Es war beim 5. Kamingespräch der HG-Handballer im Jahre 2022, als Torsten von Borstel, damals Geschäftsführer des Vereins „United Against Waste“, seine Konzepte gegen Lebensmittelverschwendung und für mehr Klimaschutz vorstellte. Für seinen leidenschaftlichen und visionären Vortrag erhielt der HG-Partner, der in Plankstadt lebt, schon damals großen Applaus.

Jetzt wurde von Borstel (auf dem Bild oben gemeinsam mit seiner Frau Petra, die Teil des Teams ist) mit seinem Unternehmen „Green Guides“, das die Ideen von damals weiterentwickelt hat, mit dem Deutschen Nachhaltigkeitspreis 2026 in der Unternehmenskategorie „Prüfung und Beratung“ ausgezeichnet. Von Borstel und sein Team haben Europas größte Auszeichnung für ökologisches und soziales Engagement für ihre „Rolle als Impulsgeber einer datengetriebenen und ressourcenschonenden Ernährungswirtschaft“ erhalten, wie es in der Jury-Begründung heißt. Green Guides stehe für „die besondere Verbindung von Digitalisierung und Nachhaltigkeit im Foodsektor“. Die Kombination aus Datenerhebung und Analyse ermögliche es, Prozesse in Großküchen und bei Caterern effizienter zu gestalten und Lebensmittelabfälle deutlich zu reduzieren.

Torsten von Borstel erläutert seine Vision einer klimagerechten Ernährungswirtschaft.

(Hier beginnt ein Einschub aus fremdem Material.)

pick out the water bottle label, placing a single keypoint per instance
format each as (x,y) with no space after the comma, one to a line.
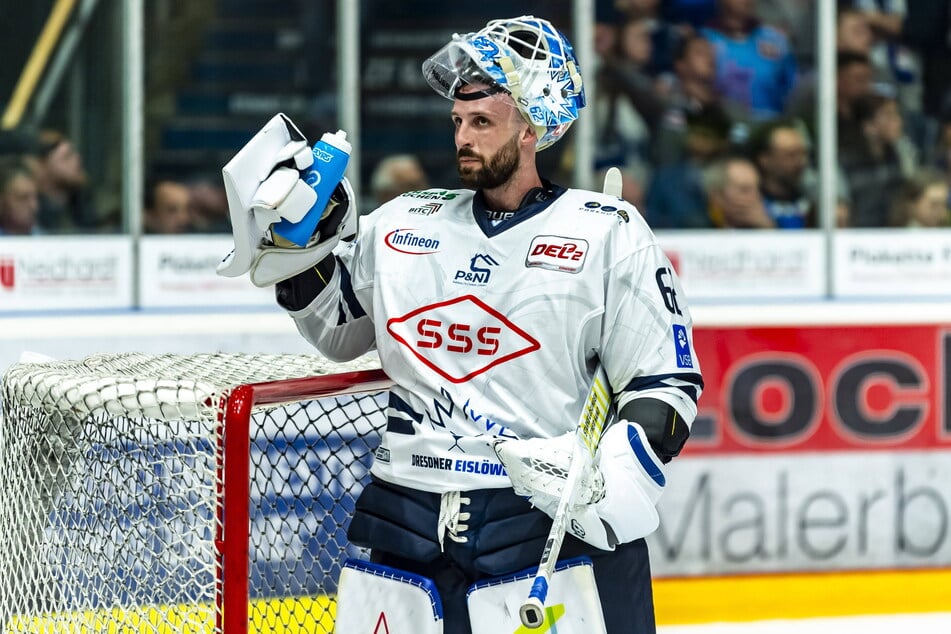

„Für uns bedeutet das nicht nur Anerkennung, sondern ein klares Signal: Nachhaltigkeit gehört ins Zentrum wirtschaftlichen Handelns“, sagt Torsten von Borstel. „Die Herausforderungen unserer Zeit – Klimawandel, Ressourcenknappheit, soziale Verantwortung – sind keine Nebenschauplätze. Sie sind die Grundlage für Zukunftsfähigkeit. Wer heute wirtschaftlich denkt, muss nachhaltig handeln. Denn echte Wirtschaftlichkeit entsteht dort, wo wir langfristig Werte sichern: für Unternehmen, für Menschen, für unseren Planeten.“

Von Borstel, der gemeinsam mit seiner Frau Petra häufig bei den Drittliga-Spielen der HG zu sehen ist, engagiert sich ehrenamtlich im „HG-Greenteam“. Diese kleine Gruppe von HGlern überdenkt regelmäßig, wie die HG nachhaltiger werden und handeln kann. So sind aus der Gruppe heraus zahlreiche Impulse für eine Verringerung der Abfallmengen an den Spieltagen, für weniger Papierverbrauch, für den Verzicht auf Einweggeschirr und Plastik gegeben worden. Auch soziale Initiativen, etwa ein Konzept zum Schutz der Kinder und Jugendlichen in der HG vor Diskriminierung und Gewalt, sind hier entstanden. Letztlich basiert das Zukunftskonzept „HGenda 2030“ auf vielen Ideen dieser Gruppe von Gleichgesinnten.

Die HG gratuliert Torsten von Borstel und seinem gesamten Team deshalb herzlich zum verdienten Gewinn des „Oscars der Nachhaltigkeit“.